My next project, just need a couple more things to get started.


----------



## scrubbinrims (Dec 20, 2011)

Very nice...I have always really liked that handlebar style.
Chris


----------



## rustyspoke66 (Dec 20, 2011)

Very cool, can't wait to see how it turns out.


----------



## s1b (Dec 21, 2011)

Great looking bike, I will be following its progress


----------



## videoranger (Dec 21, 2011)

Nice project, should be fun. Those are cool handle bars. The fender braces on that bike sure seem to be attached in rather odd places. You are also starting to look rather thin going by your avatar and maybe you should eat more Christmas cookies.


----------



## vintage2wheel (Jan 6, 2012)

videoranger said:


> Nice project, should be fun. Those are cool handle bars. The fender braces on that bike sure seem to be attached in rather odd places. You are also starting to look rather thin going by your avatar and maybe you should eat more Christmas cookies.




she is a nice one!!!


----------



## HIGGINSFOREVER (Jan 6, 2012)

Thats a interesting looking set up on the brake arm.Going to make a cool looking rider.


----------



## Backpedaler (Jan 6, 2012)

HIGGINSFOREVER said:


> Thats a interesting looking set up on the brake arm.Going to make a cool looking rider.
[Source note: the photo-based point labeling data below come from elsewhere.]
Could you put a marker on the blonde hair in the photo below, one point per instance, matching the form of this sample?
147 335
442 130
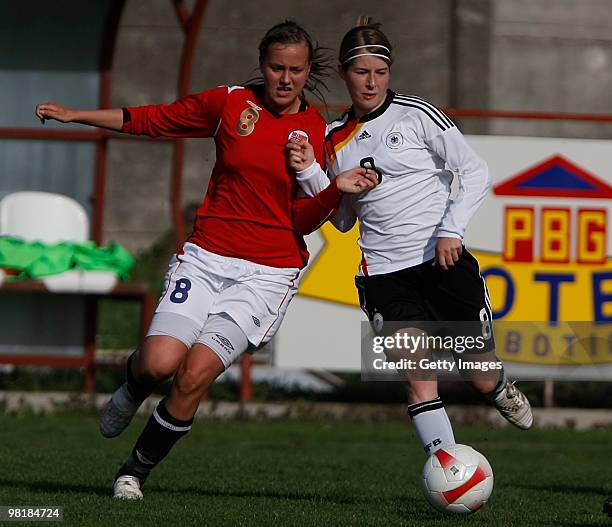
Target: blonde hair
365 38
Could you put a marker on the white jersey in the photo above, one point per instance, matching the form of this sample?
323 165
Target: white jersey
416 148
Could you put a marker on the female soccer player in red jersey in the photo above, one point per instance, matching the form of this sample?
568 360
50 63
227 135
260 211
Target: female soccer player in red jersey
230 285
415 270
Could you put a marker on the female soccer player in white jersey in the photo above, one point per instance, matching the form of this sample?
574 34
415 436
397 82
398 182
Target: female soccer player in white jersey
414 266
230 285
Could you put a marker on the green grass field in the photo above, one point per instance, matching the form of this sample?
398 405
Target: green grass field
298 473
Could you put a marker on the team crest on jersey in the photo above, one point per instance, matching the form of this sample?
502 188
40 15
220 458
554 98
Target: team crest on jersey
248 118
298 136
394 140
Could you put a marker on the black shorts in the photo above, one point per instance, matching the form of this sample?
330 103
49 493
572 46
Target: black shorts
453 301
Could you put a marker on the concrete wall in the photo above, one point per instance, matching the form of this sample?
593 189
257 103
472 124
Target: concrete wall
549 55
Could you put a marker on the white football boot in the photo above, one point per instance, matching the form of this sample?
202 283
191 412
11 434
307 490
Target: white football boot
118 412
127 488
514 406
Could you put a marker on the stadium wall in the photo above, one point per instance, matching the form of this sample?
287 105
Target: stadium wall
546 55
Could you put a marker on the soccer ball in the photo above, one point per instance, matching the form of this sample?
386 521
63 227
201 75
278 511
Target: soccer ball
457 479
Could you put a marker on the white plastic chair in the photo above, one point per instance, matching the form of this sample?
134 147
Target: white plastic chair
43 216
51 218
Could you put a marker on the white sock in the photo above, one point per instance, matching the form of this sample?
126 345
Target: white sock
432 425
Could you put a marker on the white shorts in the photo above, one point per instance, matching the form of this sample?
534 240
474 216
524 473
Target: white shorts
200 283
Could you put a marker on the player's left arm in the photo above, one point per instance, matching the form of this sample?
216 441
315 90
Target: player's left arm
309 175
474 180
310 213
474 183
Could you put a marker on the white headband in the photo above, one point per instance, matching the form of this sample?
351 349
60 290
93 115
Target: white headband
386 57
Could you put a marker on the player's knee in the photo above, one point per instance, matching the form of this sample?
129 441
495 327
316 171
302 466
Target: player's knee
193 379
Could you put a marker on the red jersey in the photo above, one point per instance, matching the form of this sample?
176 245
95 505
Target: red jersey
248 207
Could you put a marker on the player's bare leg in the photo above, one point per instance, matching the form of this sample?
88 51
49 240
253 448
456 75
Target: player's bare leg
157 360
171 420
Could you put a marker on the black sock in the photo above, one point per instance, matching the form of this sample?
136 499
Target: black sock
154 444
139 390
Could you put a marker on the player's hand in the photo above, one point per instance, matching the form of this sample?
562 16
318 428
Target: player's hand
357 180
300 154
448 251
51 110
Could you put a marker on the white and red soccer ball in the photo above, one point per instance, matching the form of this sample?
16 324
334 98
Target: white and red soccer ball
457 479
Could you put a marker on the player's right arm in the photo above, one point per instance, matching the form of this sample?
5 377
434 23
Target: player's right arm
196 115
111 118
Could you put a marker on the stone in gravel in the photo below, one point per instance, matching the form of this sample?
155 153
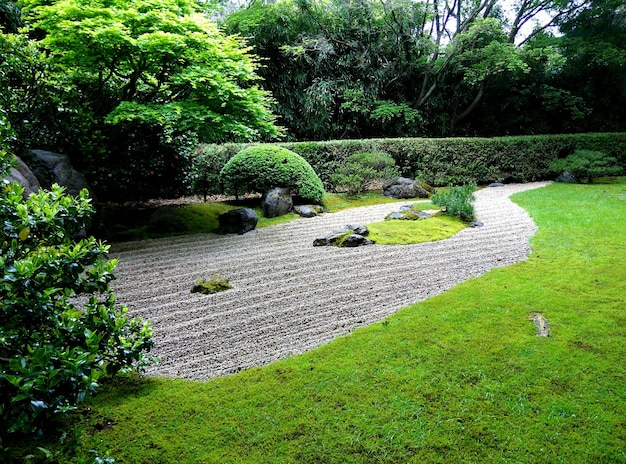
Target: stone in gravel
567 178
404 188
214 284
307 210
237 221
352 235
277 202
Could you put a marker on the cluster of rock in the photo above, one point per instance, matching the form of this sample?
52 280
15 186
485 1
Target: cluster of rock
406 188
275 202
41 169
352 235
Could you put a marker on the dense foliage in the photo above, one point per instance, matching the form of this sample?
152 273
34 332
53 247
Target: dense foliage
393 68
127 88
258 169
362 170
60 328
588 165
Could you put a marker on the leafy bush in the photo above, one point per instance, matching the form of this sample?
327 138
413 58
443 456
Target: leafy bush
60 328
457 201
588 164
260 168
361 170
457 161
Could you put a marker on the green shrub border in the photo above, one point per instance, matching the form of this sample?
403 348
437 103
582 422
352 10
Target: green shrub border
454 161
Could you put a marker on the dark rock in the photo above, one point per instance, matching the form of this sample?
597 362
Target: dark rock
308 210
277 202
359 229
237 221
22 174
404 188
346 237
567 178
55 168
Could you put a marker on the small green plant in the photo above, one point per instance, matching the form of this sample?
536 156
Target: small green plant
588 164
260 168
214 284
457 201
362 170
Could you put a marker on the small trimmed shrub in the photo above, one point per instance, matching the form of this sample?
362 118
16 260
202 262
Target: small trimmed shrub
260 168
362 170
457 201
588 164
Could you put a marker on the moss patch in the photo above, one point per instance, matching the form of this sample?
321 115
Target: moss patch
438 227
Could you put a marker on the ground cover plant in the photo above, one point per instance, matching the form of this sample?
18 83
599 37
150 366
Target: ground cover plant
461 377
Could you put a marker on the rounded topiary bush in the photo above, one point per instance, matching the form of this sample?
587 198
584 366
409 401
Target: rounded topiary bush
260 168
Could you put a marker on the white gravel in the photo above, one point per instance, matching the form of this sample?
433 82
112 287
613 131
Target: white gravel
289 296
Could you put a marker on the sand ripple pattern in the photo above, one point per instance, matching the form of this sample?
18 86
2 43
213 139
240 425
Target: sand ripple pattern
289 296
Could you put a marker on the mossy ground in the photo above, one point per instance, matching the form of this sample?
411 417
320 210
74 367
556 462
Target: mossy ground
461 377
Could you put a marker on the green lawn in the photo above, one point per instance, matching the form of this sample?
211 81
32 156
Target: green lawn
459 378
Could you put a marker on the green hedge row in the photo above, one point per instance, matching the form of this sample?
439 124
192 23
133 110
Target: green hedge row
439 162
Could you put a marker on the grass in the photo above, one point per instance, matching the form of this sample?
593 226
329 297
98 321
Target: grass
461 377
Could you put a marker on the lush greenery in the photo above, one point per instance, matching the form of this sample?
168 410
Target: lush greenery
588 165
456 201
395 68
441 162
460 377
127 89
260 168
362 170
407 232
60 328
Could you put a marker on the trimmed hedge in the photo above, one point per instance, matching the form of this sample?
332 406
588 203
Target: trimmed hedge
455 161
260 168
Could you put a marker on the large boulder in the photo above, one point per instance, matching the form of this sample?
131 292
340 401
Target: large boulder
237 221
404 188
54 168
22 174
277 202
352 235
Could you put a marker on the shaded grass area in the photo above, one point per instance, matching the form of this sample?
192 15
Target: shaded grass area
461 377
406 232
201 218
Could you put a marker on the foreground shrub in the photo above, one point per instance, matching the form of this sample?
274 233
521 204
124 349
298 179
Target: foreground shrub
588 164
260 168
362 170
60 328
457 201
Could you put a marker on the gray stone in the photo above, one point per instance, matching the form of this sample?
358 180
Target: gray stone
237 221
404 188
22 174
307 210
55 168
567 178
277 202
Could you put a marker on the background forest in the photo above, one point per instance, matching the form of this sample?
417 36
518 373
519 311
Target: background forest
128 89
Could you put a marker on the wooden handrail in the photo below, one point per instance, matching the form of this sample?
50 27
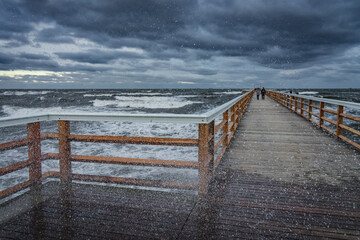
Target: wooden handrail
14 144
209 152
14 167
135 161
134 140
340 115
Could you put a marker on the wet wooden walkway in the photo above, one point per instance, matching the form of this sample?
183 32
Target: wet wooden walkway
281 178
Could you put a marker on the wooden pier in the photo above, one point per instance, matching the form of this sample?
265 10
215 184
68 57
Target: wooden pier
280 178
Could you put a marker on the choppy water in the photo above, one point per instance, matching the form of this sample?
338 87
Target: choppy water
15 103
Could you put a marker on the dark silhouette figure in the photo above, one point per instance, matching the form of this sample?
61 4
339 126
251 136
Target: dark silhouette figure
257 93
263 92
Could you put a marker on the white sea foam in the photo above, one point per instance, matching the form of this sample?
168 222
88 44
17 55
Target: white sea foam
14 111
227 92
144 102
308 93
21 93
145 94
99 95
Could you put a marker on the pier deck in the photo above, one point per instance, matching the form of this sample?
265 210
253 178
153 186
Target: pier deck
280 178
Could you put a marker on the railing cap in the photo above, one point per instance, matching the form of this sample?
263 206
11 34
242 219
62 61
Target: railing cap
169 118
325 100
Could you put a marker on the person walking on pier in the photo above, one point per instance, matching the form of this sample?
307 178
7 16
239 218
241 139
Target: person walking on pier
257 93
263 92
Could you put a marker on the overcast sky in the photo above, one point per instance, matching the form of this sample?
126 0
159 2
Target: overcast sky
179 44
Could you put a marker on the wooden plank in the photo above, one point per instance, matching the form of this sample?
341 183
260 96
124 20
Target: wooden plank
14 189
321 120
34 152
329 130
14 144
50 174
45 136
330 111
64 151
220 126
134 181
47 156
205 163
14 167
329 120
316 115
349 141
314 106
350 129
219 142
135 161
219 157
135 140
339 121
313 121
231 126
310 109
357 119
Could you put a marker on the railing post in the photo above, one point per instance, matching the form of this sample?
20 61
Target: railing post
205 155
321 120
226 128
34 153
339 121
64 151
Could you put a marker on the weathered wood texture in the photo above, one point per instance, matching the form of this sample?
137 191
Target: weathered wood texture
282 178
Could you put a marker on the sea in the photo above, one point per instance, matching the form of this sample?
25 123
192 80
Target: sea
20 102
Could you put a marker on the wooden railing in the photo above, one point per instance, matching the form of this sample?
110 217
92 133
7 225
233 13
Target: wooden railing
210 151
318 108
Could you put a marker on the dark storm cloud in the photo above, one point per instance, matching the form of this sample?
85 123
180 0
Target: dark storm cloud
96 56
15 22
273 33
55 35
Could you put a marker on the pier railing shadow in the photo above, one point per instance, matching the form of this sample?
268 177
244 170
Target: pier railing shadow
327 114
210 151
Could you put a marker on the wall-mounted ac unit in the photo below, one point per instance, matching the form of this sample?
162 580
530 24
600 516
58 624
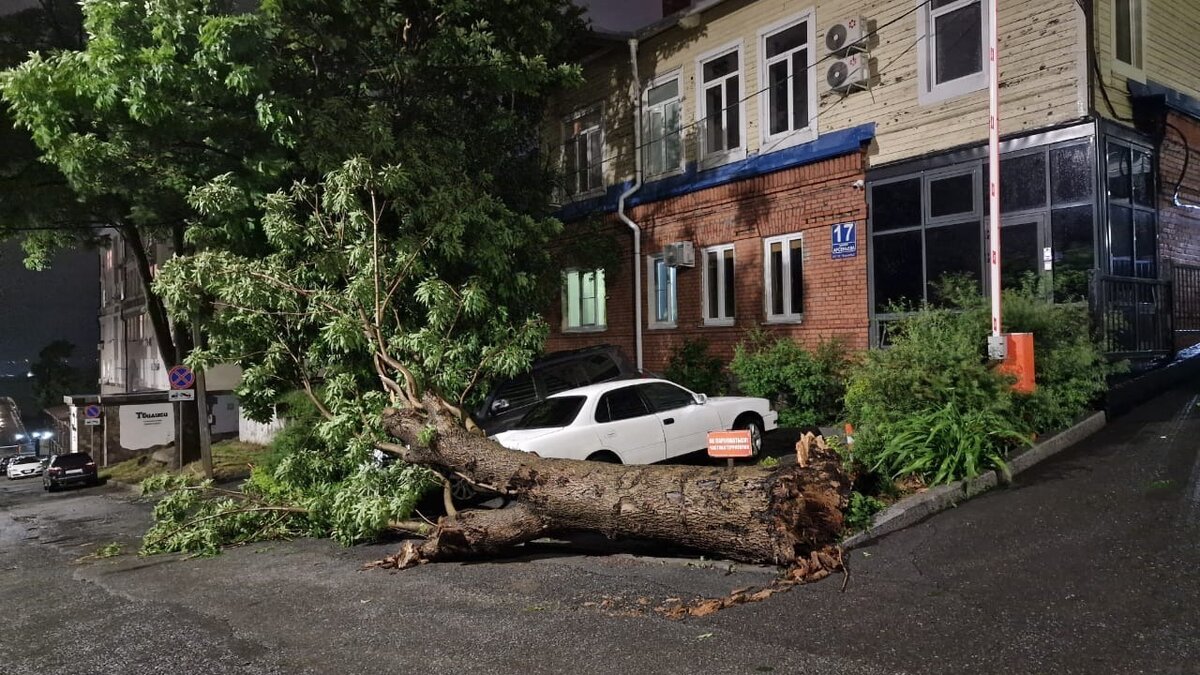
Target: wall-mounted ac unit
847 36
849 73
679 254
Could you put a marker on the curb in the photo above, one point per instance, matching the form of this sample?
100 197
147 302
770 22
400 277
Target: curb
918 507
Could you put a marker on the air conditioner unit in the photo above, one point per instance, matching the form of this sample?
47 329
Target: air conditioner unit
679 254
849 73
844 37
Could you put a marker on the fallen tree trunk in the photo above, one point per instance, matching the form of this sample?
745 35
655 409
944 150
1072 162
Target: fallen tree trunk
751 514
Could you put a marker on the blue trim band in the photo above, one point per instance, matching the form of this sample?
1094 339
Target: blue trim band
827 145
1174 99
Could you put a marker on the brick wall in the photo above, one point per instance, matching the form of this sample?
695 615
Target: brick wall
1179 239
808 199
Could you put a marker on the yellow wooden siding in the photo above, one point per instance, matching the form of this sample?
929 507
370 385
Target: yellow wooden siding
1170 52
1042 63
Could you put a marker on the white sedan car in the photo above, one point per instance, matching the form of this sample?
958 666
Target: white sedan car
634 422
24 467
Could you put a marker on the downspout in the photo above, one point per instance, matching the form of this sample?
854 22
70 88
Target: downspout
635 95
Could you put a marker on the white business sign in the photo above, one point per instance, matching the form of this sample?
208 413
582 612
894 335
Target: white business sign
147 425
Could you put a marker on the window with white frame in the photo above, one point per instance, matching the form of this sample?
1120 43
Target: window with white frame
1127 33
583 300
661 292
720 103
664 144
719 294
951 60
583 151
784 270
786 79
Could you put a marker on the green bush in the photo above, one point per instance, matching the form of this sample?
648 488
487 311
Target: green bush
807 387
693 366
933 405
949 442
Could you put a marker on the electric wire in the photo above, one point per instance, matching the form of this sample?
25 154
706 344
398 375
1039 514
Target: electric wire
629 151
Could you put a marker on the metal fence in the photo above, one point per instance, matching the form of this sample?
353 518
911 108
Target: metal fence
1133 315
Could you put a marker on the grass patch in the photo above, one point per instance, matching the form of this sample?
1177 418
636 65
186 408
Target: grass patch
231 461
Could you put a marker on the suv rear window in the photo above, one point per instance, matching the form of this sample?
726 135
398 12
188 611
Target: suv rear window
552 412
73 460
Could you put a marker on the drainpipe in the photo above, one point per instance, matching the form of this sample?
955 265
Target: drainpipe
635 95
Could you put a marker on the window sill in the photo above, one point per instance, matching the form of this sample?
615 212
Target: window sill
582 196
1128 71
953 89
720 159
787 139
784 321
669 173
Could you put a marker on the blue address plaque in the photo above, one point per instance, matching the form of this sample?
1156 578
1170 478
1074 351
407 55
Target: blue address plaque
845 240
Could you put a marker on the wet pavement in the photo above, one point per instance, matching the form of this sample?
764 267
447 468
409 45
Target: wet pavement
1089 563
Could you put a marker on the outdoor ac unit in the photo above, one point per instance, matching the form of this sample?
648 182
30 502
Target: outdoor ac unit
846 36
849 73
679 254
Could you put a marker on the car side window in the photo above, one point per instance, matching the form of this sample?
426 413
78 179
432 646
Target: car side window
621 404
599 368
664 396
517 392
561 377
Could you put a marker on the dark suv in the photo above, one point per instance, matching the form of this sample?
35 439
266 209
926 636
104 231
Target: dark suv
69 470
550 375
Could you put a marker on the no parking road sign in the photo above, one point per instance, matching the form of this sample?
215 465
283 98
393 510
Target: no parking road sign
181 377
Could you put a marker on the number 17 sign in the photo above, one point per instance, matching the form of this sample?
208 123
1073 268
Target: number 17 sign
845 240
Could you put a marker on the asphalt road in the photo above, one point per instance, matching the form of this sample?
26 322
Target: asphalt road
1087 565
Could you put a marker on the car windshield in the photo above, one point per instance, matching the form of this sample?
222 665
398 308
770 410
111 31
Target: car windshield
558 411
73 460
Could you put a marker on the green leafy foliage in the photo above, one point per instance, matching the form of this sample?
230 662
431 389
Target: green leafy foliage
931 404
949 442
357 210
693 366
807 387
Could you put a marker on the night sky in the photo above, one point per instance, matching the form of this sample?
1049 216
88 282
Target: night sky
63 302
37 308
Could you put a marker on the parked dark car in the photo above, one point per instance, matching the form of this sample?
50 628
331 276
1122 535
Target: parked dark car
549 375
72 469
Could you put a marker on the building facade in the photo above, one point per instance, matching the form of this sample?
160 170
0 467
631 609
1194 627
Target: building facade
816 168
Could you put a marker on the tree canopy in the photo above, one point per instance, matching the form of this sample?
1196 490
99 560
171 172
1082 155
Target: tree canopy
354 193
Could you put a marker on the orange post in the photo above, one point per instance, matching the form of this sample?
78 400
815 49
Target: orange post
1019 362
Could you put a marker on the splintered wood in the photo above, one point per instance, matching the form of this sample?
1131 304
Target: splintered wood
805 444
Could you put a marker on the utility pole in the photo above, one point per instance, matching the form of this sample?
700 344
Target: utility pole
202 406
997 347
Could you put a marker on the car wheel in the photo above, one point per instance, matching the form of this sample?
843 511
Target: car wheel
755 428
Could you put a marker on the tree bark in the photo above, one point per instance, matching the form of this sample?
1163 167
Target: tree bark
750 513
174 342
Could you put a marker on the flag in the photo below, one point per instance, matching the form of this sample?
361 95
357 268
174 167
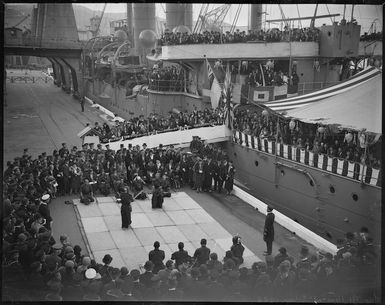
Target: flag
229 114
215 87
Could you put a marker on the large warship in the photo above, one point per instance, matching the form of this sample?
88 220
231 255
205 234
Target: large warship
327 195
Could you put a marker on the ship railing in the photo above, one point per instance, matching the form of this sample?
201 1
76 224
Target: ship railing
167 85
156 132
305 88
342 167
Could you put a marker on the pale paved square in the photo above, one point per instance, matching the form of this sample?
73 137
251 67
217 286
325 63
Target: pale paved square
188 246
160 219
105 199
109 208
214 230
180 217
200 216
147 236
94 224
141 221
192 232
171 234
113 223
101 241
117 260
91 210
170 204
136 207
134 256
187 203
125 239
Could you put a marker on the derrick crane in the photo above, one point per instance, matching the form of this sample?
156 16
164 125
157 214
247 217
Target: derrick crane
21 21
208 18
96 31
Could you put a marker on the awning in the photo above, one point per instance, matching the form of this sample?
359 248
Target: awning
312 98
359 108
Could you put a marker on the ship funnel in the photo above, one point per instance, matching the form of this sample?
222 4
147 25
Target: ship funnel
143 15
255 18
178 14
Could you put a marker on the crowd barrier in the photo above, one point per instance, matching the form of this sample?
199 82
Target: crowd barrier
343 167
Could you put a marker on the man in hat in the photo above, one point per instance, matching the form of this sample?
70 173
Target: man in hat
64 150
126 209
44 211
268 230
181 256
156 256
202 254
86 193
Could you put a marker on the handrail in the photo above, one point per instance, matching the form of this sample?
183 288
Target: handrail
342 167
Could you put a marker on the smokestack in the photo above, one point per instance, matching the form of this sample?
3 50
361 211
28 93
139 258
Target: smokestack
178 14
129 22
255 17
143 15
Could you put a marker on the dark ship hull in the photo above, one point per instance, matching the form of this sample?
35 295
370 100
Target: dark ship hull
327 203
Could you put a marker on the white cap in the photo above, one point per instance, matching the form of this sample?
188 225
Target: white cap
90 273
45 197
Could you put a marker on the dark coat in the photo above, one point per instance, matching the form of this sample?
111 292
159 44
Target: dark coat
202 255
157 256
268 231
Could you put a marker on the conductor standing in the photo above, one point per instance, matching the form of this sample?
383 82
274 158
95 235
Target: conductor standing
126 208
268 231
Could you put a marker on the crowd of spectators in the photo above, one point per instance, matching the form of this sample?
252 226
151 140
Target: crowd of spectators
331 142
140 126
166 79
36 267
371 36
216 37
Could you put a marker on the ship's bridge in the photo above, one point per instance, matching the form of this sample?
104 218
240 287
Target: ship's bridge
240 51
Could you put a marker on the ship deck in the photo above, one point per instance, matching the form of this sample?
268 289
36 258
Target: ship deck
41 116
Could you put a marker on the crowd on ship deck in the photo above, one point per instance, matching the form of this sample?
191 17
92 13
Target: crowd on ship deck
139 126
371 36
166 79
37 267
334 143
216 37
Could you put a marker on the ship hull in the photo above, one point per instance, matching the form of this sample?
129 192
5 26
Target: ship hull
330 205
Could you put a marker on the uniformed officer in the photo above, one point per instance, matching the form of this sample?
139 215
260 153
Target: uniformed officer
126 208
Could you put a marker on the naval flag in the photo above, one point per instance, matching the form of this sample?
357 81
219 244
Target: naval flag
215 88
229 113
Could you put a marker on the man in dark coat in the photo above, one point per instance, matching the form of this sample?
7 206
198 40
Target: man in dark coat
202 254
181 256
268 231
157 197
157 256
44 211
126 209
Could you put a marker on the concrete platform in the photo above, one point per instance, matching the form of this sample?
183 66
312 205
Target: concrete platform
181 219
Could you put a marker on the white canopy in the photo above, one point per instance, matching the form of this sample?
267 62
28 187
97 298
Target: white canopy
358 108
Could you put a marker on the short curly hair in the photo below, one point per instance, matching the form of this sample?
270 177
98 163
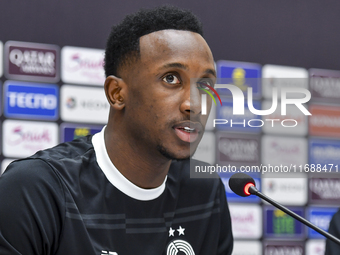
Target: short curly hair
123 42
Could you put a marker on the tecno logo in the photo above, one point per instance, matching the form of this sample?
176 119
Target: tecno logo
29 100
32 100
238 99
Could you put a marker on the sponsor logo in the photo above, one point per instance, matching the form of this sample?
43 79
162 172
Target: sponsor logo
247 248
283 77
70 132
324 190
241 74
284 150
293 114
315 247
280 224
320 216
82 66
32 61
324 152
84 104
325 121
288 191
108 253
1 60
206 149
284 248
246 221
179 247
24 138
28 100
325 85
238 149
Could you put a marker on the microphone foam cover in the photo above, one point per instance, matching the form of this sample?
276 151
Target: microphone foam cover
237 183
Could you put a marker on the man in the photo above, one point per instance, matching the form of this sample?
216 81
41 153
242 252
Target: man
127 189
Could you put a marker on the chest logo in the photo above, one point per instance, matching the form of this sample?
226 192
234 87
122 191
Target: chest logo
179 247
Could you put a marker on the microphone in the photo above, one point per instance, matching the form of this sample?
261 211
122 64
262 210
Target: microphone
244 186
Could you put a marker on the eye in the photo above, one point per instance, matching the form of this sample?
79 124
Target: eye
171 79
205 83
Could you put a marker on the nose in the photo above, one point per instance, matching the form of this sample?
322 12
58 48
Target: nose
191 103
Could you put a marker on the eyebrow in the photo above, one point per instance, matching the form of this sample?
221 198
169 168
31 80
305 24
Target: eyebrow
185 67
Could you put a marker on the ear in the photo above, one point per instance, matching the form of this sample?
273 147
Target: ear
115 92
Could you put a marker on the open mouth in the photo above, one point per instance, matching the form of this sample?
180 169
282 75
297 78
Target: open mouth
188 131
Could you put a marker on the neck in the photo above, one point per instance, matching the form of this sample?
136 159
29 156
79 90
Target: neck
139 165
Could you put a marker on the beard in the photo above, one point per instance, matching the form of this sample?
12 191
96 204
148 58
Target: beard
172 156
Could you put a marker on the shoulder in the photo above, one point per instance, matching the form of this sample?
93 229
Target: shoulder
71 149
184 172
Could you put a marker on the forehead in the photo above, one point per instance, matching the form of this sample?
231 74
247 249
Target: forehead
174 45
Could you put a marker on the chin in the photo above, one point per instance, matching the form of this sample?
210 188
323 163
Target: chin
186 154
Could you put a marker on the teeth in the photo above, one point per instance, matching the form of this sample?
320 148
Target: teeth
187 129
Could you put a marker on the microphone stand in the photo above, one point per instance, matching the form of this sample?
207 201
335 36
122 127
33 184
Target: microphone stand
253 190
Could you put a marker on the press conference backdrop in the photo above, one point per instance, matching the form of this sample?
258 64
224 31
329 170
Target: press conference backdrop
51 78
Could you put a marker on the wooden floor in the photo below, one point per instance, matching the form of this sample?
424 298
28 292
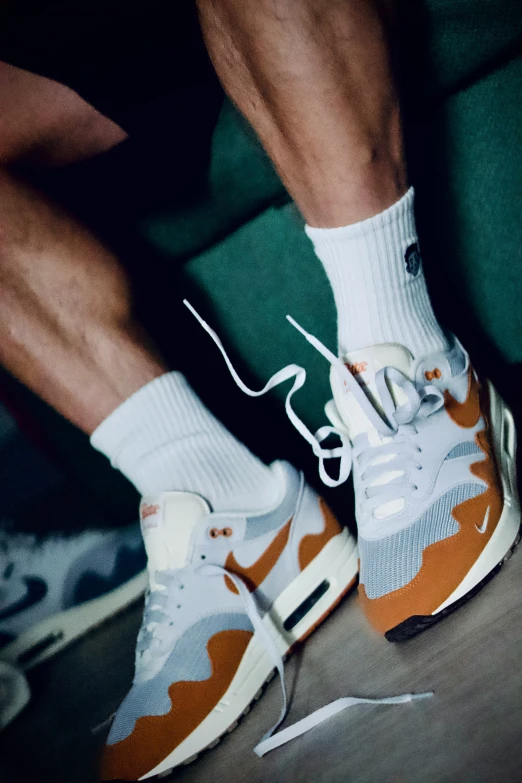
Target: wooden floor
470 732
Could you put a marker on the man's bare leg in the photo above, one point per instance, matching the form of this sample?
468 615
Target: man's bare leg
314 79
69 333
67 330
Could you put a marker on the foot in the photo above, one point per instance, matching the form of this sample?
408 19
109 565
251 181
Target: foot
433 451
53 592
199 661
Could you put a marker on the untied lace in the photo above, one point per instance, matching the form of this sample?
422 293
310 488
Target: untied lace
395 421
427 401
158 613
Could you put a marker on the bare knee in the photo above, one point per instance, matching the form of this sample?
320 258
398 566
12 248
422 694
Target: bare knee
43 123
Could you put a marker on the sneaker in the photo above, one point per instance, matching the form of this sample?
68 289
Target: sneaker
54 591
14 694
224 588
433 451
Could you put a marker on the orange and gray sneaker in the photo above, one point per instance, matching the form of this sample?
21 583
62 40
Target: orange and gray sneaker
432 452
433 461
230 593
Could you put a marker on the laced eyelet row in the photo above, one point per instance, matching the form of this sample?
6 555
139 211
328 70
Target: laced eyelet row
216 532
New Departure model "A" hub,  correct?


----------



## CHEE (Jan 20, 2012)

Picked up some goods......had to buy another Ranger for the crank, sprocket & pedals, sold it and broke even.
found a kickstand at the local LB SwapMeet. Still on the hunt for a seat...


----------



## bricycle (Jan 21, 2012)

L@@king good!...great pedals!!!!!!!!!!


----------



## Larmo63 (Jan 21, 2012)

I have an Aristocrat seat and Mead pump.......

Not cheap though.....


----------



## SCHWINNRAY69 (Jan 21, 2012)

Looks great!


----------



## CHEE (Jan 23, 2012)

looking to sell them?




Larmo63 said:


> I have an Aristocrat seat and Mead pump.......
> 
> Not cheap though.....


----------